Documentation

LangChain

How to use GATE/0 with LangChain

LangChain is a powerful framework for building applications with largelanguage models — supporting chains, tools, memory, agents, and more.

GATE/0 integrates seamlessly with LangChain by leveraging its support for custom API endpoints and authentication keys. This allows you to route all LLM calls through GATE/0 with minimal setup — unlocking detailed usage analytics, labeling, and cost tracking — without altering how your chains are structured.

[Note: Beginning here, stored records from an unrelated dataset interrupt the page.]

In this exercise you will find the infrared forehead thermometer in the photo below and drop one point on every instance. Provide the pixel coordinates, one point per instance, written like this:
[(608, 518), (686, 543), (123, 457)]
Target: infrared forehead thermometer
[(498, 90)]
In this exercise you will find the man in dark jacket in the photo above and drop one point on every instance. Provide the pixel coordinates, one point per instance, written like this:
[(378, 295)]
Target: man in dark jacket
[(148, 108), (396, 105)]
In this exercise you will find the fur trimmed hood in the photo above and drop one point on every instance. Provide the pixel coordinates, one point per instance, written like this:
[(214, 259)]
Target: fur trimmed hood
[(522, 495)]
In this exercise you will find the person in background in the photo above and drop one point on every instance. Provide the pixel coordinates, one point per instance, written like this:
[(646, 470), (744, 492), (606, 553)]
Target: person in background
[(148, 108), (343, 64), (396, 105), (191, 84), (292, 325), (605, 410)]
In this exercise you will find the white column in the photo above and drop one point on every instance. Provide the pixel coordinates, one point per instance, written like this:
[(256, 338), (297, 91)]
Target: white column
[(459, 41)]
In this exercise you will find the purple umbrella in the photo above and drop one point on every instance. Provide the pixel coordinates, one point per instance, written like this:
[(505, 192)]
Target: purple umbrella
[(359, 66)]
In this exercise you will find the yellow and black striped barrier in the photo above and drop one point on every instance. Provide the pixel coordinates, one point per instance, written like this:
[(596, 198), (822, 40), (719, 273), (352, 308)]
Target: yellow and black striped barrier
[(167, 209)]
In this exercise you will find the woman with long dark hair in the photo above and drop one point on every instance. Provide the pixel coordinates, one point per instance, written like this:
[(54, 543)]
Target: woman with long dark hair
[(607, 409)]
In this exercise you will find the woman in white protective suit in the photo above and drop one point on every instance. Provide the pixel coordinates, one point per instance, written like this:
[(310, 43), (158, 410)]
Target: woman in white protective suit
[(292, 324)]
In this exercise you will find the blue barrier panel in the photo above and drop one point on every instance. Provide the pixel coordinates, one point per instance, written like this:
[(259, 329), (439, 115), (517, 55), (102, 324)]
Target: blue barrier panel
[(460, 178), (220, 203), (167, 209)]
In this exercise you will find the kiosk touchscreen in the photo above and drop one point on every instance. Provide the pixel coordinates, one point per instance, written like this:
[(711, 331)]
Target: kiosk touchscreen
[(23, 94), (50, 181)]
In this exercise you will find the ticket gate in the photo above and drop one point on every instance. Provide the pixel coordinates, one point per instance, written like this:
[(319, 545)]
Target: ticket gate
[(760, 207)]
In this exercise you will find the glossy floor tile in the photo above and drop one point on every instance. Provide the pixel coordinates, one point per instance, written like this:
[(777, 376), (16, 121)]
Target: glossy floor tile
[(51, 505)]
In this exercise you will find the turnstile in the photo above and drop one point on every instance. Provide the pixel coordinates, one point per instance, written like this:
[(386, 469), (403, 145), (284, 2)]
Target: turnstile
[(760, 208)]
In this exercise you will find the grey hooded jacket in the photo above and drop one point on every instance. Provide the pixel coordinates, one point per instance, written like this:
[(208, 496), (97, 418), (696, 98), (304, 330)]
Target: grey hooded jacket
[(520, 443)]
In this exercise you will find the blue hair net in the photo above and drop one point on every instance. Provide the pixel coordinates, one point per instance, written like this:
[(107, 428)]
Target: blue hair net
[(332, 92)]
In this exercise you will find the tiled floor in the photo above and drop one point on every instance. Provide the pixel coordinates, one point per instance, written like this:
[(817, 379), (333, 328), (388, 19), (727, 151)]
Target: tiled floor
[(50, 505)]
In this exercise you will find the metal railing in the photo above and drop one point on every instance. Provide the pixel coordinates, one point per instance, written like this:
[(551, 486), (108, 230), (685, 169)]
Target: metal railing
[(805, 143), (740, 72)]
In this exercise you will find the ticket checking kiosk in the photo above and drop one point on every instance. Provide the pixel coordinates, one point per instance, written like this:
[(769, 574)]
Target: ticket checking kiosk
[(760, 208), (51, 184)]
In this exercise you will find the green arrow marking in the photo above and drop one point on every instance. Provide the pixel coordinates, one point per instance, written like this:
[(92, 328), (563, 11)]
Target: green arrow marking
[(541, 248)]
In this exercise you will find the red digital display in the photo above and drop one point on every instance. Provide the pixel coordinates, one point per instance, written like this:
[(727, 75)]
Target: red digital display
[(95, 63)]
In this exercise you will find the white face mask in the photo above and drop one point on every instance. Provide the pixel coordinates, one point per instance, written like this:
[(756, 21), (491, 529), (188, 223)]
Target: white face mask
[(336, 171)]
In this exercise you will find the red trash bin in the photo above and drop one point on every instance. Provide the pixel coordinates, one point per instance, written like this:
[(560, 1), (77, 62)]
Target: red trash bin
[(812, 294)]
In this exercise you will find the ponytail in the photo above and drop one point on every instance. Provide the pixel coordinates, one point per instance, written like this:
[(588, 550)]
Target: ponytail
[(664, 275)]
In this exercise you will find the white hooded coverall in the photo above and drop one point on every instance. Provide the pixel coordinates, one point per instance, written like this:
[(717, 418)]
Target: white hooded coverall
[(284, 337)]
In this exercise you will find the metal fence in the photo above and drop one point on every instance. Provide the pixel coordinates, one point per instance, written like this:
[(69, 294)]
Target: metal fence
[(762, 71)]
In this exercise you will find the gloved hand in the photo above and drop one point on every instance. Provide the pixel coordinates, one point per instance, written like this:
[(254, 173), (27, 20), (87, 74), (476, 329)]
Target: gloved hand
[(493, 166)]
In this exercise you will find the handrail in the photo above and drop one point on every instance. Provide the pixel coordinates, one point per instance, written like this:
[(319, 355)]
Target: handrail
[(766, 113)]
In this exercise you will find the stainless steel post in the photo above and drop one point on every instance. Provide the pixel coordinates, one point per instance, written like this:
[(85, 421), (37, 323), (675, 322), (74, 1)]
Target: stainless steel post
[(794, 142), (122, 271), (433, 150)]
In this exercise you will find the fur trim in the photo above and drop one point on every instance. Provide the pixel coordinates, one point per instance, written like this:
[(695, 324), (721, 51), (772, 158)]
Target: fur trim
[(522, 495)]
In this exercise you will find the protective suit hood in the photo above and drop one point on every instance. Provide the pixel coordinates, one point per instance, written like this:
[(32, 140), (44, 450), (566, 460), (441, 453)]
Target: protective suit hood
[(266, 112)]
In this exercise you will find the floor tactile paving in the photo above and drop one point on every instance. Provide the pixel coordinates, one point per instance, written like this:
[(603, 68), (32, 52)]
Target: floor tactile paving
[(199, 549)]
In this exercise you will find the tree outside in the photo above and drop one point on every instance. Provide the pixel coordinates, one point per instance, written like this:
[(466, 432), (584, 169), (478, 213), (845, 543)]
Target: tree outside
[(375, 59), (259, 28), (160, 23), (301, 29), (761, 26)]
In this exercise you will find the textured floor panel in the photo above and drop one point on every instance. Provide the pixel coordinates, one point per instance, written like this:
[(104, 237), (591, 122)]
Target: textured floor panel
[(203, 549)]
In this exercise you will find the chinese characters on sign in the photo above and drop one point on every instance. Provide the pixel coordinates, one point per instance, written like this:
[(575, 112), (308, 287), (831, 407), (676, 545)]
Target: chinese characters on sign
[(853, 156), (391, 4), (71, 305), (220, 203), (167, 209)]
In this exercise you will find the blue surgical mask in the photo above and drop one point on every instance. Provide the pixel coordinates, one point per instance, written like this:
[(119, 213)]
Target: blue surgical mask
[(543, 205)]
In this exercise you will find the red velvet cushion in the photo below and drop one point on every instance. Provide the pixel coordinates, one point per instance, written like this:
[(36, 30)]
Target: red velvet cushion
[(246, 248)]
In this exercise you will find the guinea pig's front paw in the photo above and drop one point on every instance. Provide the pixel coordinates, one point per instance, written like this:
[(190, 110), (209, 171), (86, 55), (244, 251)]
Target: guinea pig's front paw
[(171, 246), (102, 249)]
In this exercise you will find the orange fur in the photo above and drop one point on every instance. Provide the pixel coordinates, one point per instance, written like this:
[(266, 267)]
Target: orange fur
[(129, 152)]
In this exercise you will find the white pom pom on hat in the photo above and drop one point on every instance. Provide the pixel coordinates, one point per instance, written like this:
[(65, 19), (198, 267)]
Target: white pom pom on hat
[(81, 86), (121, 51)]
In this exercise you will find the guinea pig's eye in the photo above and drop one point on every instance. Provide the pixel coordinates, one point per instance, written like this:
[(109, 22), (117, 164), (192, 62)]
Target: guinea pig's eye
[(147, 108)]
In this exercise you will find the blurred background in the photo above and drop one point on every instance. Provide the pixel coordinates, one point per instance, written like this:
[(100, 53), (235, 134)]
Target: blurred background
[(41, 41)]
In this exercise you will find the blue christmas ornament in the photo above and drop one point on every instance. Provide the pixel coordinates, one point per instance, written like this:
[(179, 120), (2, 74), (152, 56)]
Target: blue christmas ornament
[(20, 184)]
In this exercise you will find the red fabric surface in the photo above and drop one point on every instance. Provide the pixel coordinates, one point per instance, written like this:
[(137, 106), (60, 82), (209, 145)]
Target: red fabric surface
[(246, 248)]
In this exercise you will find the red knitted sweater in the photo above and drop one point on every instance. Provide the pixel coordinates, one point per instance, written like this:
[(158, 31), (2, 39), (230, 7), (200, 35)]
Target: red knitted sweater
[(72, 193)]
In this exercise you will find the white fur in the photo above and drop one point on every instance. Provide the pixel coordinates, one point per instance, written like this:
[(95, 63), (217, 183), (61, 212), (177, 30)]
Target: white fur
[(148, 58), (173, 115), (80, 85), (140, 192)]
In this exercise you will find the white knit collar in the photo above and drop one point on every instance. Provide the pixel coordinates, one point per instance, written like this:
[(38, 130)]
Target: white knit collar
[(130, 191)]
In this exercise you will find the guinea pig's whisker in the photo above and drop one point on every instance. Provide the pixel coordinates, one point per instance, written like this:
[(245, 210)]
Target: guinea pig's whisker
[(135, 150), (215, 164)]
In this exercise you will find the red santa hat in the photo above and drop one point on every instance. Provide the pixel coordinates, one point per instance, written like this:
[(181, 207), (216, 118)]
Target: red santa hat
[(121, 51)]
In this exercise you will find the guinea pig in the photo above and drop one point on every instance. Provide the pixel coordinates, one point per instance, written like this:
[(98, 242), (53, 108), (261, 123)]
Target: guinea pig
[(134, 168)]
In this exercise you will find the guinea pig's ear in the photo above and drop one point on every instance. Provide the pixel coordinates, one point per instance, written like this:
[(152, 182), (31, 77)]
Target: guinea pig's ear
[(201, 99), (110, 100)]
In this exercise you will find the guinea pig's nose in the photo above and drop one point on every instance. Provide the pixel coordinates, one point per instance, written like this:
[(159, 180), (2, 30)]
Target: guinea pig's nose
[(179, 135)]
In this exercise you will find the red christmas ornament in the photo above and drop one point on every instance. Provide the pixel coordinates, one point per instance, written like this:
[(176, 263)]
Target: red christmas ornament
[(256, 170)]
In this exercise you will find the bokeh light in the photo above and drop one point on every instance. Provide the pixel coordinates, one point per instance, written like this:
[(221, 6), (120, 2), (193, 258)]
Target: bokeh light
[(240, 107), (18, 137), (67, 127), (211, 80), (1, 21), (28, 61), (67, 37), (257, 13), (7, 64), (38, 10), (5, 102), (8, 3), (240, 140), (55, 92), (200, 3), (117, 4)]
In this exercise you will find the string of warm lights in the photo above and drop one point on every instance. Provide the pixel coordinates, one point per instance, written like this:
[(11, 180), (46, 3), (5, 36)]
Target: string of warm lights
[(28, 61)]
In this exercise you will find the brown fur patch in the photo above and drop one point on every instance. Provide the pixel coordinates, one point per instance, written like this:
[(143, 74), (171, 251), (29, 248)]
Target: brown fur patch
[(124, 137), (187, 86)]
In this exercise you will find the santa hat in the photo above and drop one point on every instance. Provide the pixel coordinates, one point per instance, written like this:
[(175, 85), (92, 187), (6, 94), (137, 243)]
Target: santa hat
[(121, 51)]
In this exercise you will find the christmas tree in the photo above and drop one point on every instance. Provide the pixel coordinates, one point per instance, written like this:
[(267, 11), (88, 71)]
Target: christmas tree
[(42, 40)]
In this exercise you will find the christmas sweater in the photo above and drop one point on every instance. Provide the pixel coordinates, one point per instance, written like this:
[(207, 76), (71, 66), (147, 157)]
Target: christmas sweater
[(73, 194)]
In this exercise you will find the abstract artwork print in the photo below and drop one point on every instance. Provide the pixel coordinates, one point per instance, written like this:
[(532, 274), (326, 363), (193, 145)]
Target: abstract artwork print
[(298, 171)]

Using GATE/0 with LangChain

Set up your OpenAI provider in GATE/0

  1. Retrieve your OpenAI API key from OpenAI
  2. Add a new OpenAI provider in GATE/0 here
  3. Copy your GATE/0 API key from here

Install LangChain and its OpenAI integration

pip install langchain langchain_openai

Configure the GATE/0 API key Set your GATE/0 API key as an environment variable:

export GATE0_API_KEY=your-gate0-api-key

Implement your agent

from langchain_openai import ChatOpenAI
import os

chat = ChatOpenAI(
    openai_api_base="https://gateway.gate.io/v1", # GATE0 cloud proxy URL
    openai_api_key=os.environ.get("GATE0_API_KEY"), # API key provided by GATE0
    model="openai/gpt-4o", # Model name with provider prefix
    default_headers={ # Custom labels
        "x-gate0-label-project": "alpha-1", 
        "x-gate0-label-client": "frontend", 
        "x-gate0-label-env": "prod"
    }
)

response = chat.invoke("Hello, how are you?")
print(response.content)

Explanation of the implementation

  1. ChatOpenAI (or other LangChain LLM wrappers) is configured with:
    • base_url set to https://gateway.gate0.io/v1
    • A model name prefixed with the provider slug (e.g., openai/gpt-4o instead of gpt-4o)
    • Your GATE/0 API key passed via headers or environment
  2. Optional extra_headers can be used to include custom labels for resource tracking and analytics.
  3. All standard LangChain functionality (chains, tools, memory, etc.) works as-is — now powered by GATE/0 under the hood.